HUMARA ASSAY (DNA digestion and PCR)

HUMARA assay was performed in pair 8 by using the following protocol: 5–10 μl DNA from each tumor and control tissue were incubated for 16 hours at 37°C in a 25 μl reaction containing 10 U of the methylation-sensitive restriction enzyme HpaII (New England Biolabs, Ipswich, MA). In parallel, each sample was subjected to mock digestion in buffer devoid of restriction enzyme. The reaction was terminated by incubation at 80°C for 20 minutes according to the manufacturer's instructions, followed by purification using QIAquick PCR Purification Kit (Qiagen, Valencia, CA).

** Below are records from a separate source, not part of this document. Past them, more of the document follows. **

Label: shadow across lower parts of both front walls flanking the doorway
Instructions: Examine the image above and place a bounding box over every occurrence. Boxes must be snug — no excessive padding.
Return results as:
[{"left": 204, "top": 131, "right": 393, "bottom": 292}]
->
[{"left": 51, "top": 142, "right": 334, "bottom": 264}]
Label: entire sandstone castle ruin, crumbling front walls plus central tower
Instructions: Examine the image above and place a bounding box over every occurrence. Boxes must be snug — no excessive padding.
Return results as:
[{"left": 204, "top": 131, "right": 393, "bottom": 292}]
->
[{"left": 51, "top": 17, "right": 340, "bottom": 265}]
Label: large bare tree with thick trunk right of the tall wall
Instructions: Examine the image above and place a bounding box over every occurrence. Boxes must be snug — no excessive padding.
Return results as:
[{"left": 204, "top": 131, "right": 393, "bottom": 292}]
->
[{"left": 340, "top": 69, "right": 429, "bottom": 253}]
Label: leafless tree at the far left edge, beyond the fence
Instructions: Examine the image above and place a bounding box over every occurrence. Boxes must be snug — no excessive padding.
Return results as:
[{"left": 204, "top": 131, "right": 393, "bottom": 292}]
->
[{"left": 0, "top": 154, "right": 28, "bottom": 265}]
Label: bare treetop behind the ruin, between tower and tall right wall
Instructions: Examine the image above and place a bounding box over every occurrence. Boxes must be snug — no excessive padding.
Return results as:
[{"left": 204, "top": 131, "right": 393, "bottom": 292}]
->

Both digested and mock-digested DNAs were PCR amplified (Applied Biosystems, Foster City, CA) using the following thermocycling conditions: initial denaturation at 94°C for 30s, followed by 40 cycles at 94 for 30 s, 62°C for 45 s, and 68°C for 60 s. All PCRs were finally elongated at 68°C for 5 min. The amplification primers used for HUMARA locus were as follows: 5′-TCCAGAATCTGTTCCAGAGCGTGC-3′ (sense) and 5′-CTCTACGATGGGCTTGGGGAGAAC-3′ (antisense). The antisense primer was labeled with 6FAM at the 5′ end. Capillary electrophoresis of the PCR products was performed on an ABI 3130 XL Genetic Analyzer Sequencer (Applied Biosystems, Foster City, CA) and fragment sizes were analyzed with the use of GeneMapper Software vs 5 (Applied Biosystems, Foster City, CA). The patient was considered heterozygous and informative when the PCR of undigested DNA from the control tissue showed two major peaks, representing the maternal and paternal alleles respectively. To compensate for possible preferential amplification of the shorter allele, we calculated CRtumor (cleavage ratio of tumor) and CRctrl (cleavage ratio of control tissue) by using the following formula: (peak1 height of undigested sample÷peak2 height of undigested sample) ÷ (peak 1 height of digested sample÷peak 2 height of digested sample) [13-14]. To compensate for possible constitutional XCI skewing, CRcor (corrected cleavage ratio of tumor) was calculated using the following formula: CRtumor ÷ CRctrl [14]. CRcor of more than 2 or less than 0.5, representing a preferential loss of intensity of 50% of one of the two alleles in the digested DNA was determined as predominance of one single allele and thus a monoclonal pattern [14]. A discrepancy in XCI pattern represents different clone origins between different tumors while a matching XCI pattern indicates a ½ chance of shared origin.

Statistical analysis

Statistical analysis was performed using paired t test in GraphPad Prisma 5.0.